Le procès n'a pas encore commencé que la coupable est déjà connue. Nafissatou Diallo (c'est son nom) passera le reste de sa vie à regretter ce maudit jour où elle a rencontré DSK. Que le tribunal lui donne raison ou pas, son destin est scellé : ce sera dorénavant celui d'une paria condamnée à raser les murs et à subir la vindicte des puissants, les regards des vicelards et les chuchotements des bigots. La femme dans ce genre de situation est toujours la suspecte : toutes putes, toutes légères, toutes aguicheuses, est-ce vraiment un cliché ?
Il se produit chaque jour des milliers de viols dans le monde : dans les familles, dans le métro, dans les avions - 1 373 en 2010, rien que dans la ville de New York ! Bon nombre des victimes préfèrent ne pas porter plainte. À quoi bon ? Elles ont peu de chances d'être écoutées et, si le scandale éclate au grand jour, c'est leur bonne foi qui est mise en doute, c'est leur réputation qui est à jamais compromise.
La célébrité de son agresseur présumé aggrave le cas de Nafissatou Diallo. DSK, cela sonne comme JFK : le fric, le pouvoir, le carnet d'adresses ! Avec un nom pareil, on peut tout se permettre : les beaux hôtels, les belles nanas, les bons avocats. D'ailleurs, ces derniers sont formels : leur client sera acquitté comme il l'est déjà par ses nombreux et puissants amis parisiens qui nous jurent ab imo pectore que M. Strauss-Kahn ne peut pas faire ça, ah non, cela ne lui ressemble pas. C'est la faute des comploteurs comme au bon vieux temps de Staline et de Sékou Touré ! C'est la faute de la justice américaine, cette loi de cow-boy qui, sans aucun respect pour les convenances, jette dans le même panier à salade les dealers de Harlem et les notables du 16e.
Officine d'espions
Nafissatou Diallo est impardonnable. Cette poussière de femme sortie des décombres du Bronx a osé enrayer la grande machine de l'Histoire. Par sa faute, DSK ne sera plus ni le plus grand banquier du monde ni le successeur de Louis Napoléon Bonaparte et de De Gaulle. Et cela, on le lui fera payer cher, très cher. Déjà, des millions de dollars sont mobilisés pour la salir. On a jeté à ses trousses toute une officine d'espions, un privilège habituellement réservé aux multinationales et aux États. On va fouiller son passé à New York, mais aussi dans le moindre village de Guinée pour lui trouver les mille et un visages du Mal. On prouvera au monde entier que, si elle n'est pas espionne, elle est sûrement pute, vampire, terroriste ou trafiquante de drogue.

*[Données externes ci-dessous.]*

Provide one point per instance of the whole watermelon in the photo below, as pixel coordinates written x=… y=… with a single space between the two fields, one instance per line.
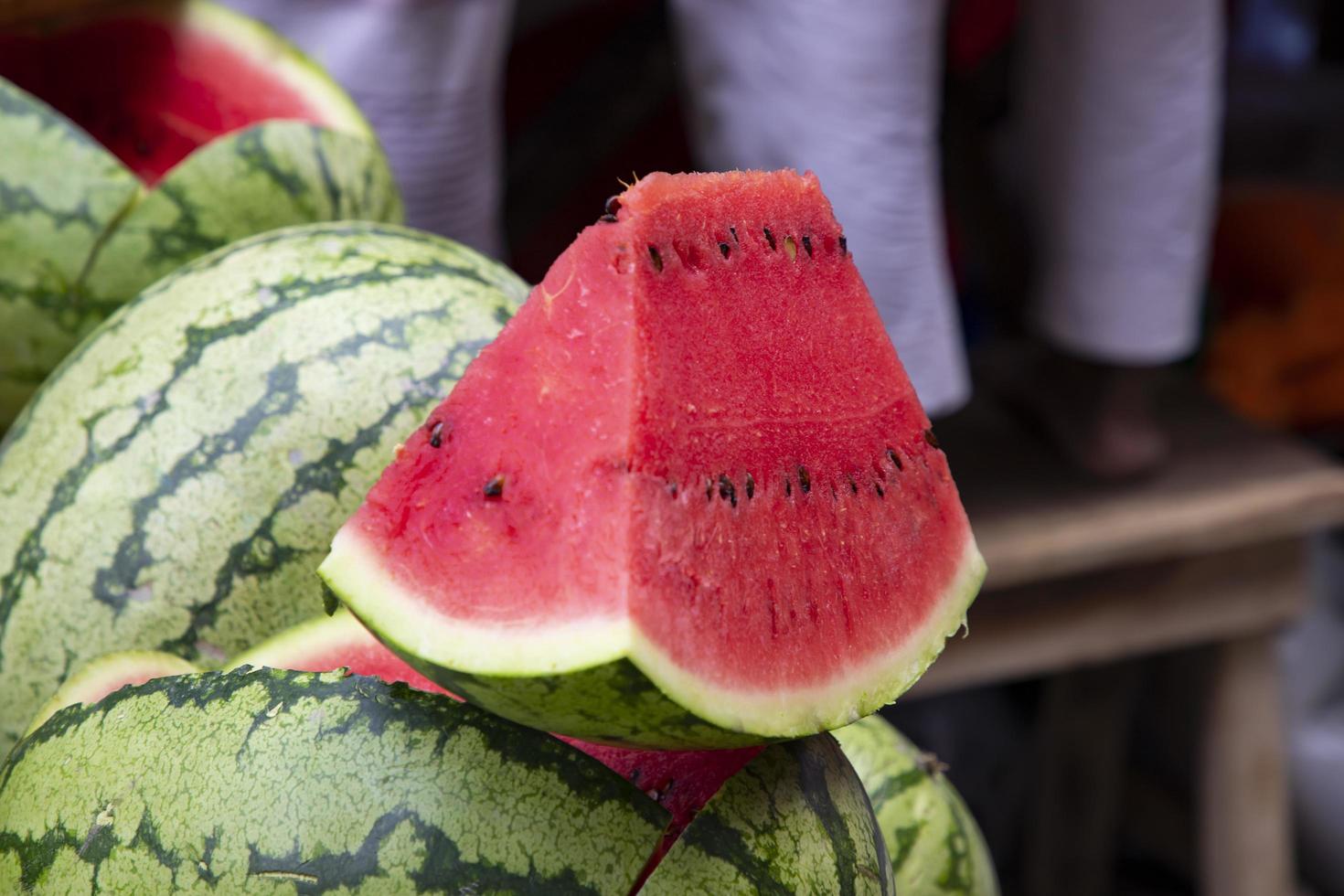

Nafissatou Diallo est devenue une vedette (la femme de ménage la plus célèbre du monde), mais une vedette silencieuse et invisible dans un feuilleton planétaire où elle tient pourtant le premier rôle. On ne connaît rien de son visage, rien de son passé, rien de sa colère, rien de sa détresse. Personne ne se hasarde à les évoquer. Les sympathies et les indignations vont à Strauss-Kahn et dans une unanimité telle qu'elles ont tendance à confondre innocence et présomption d'innocence. Tout est bon pour sauver le camarade Dominique, quitte à marcher sur le corps de Nafissatou Diallo. Mais, avant même que la redoutable machine du pouvoir et de l'argent ne commence son oeuvre de démolition, elle est déjà anéantie, la pauvre. Elle n'est plus qu'un fantôme qui erre de cachette en cachette en tentant désespérément de dissimuler sa douleur et sa honte sous un informe voile blanc.
TIERNO MONÉNEMBO
Écrivain guinéen, Prix Renaudot 2008.